L’avvocato Gianluca Fontana del foro di Busto Arsizio, il principale fautore di questa iniziativa in sede milanese, nel corso del suo intervento ha portato video accurati di come l’approccio in termini di denuncia e in termini di iniziativa da parte della persona offesa sia complesso, articolato e certe volte profondamente disturbato dai rapporti tra pubblici ufficiali, in particolare poliziotti, carabinieri, medici, infermieri, che vengono a contatto con la donna violata e che non hanno quella preparazione culturale, psicologica, empatica per gestire il caso. "Tutto questo, purtroppo, come al solito, non è previsto nelle norme ma è patrimonio culturale, personale dell’individuo e quindi occorrerà un lungo lasso di tempo per formare magistrati, pubblici ministeri, avvocati, poliziotti, carabinieri, medici, infermieri, assistenti sociali, che ovviamente, piano piano, riusciranno ad acquisire quelle basi su cui fare il lavoro. Una mia idea è però questa: se uno non ha questo patrimonio, difficilmente lo acquisisce studiando".

Nella seconda giornata del corso Federiciana sono intervenuti l’avvocato Nicodemo Gentile (così come a Roia, ha ricevuto la docenza onoraria dell’Università Federiciana), che ha parlato di alcuni casi che lui ha seguito direttamente, come il caso di Roberta Ragusa e di Sarah Scazzi.

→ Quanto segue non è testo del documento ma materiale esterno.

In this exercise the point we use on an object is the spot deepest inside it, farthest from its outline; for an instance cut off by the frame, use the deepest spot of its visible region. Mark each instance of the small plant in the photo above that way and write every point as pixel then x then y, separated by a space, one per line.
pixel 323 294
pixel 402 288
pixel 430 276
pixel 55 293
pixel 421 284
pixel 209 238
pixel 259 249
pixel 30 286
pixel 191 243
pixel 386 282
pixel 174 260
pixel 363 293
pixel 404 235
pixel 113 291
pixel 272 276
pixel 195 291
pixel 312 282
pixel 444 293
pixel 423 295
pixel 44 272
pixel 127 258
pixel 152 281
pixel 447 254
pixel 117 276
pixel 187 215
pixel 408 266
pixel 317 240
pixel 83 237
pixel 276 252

Ha presentato in esclusiva il suo nuovo libro dal titolo "Il Padrone – Storia di una manipolazione, storia di una tragedia", che mira ad esplorare i torbidi sentieri delle relazioni amorose. Sentimenti contrastanti, pungenti, travolgenti ma che in realtà nutrono l’anima di altre ombre. Un viaggio che ripercorre i torbidi sentieri di alcuni tra i più importanti casi di cronaca italiana che hanno macchiato per sempre lo stivale di sangue e dolore, con un velo di Maya illusorio, squarciato per sempre da un’improvvisa e irrimediabile follia.

Silvia Bassi, psicologa e criminologa di Milano, ha parlato degli aspetti e relazioni con il manipolatore affettivo. Poi sono intervenute Maria Pia Turiello e Giovanna Bellini; neurologa e criminologa, che ha cercato di fare un excursus sulle varie forme di violenza, soprattutto quelle di tipo interpersonale, e sui "segnali di allerta in alcune situazioni per cercare di evitare una escalation", infine ha parlato della violenza assistita, in particolar modo su minore, e delle modificazioni che queste situazioni croniche possono determinare sulle alterazioni delle funzionalità di alcune aree cerebrali, innescando quello che può essere il ciclo della violenza. Infine è stato proiettato il cortometraggio "Piccole cose di valore non quantificabile" ed è intervenuto il presidente della Federiciana, Salvatore Maria Mattia Giraldi.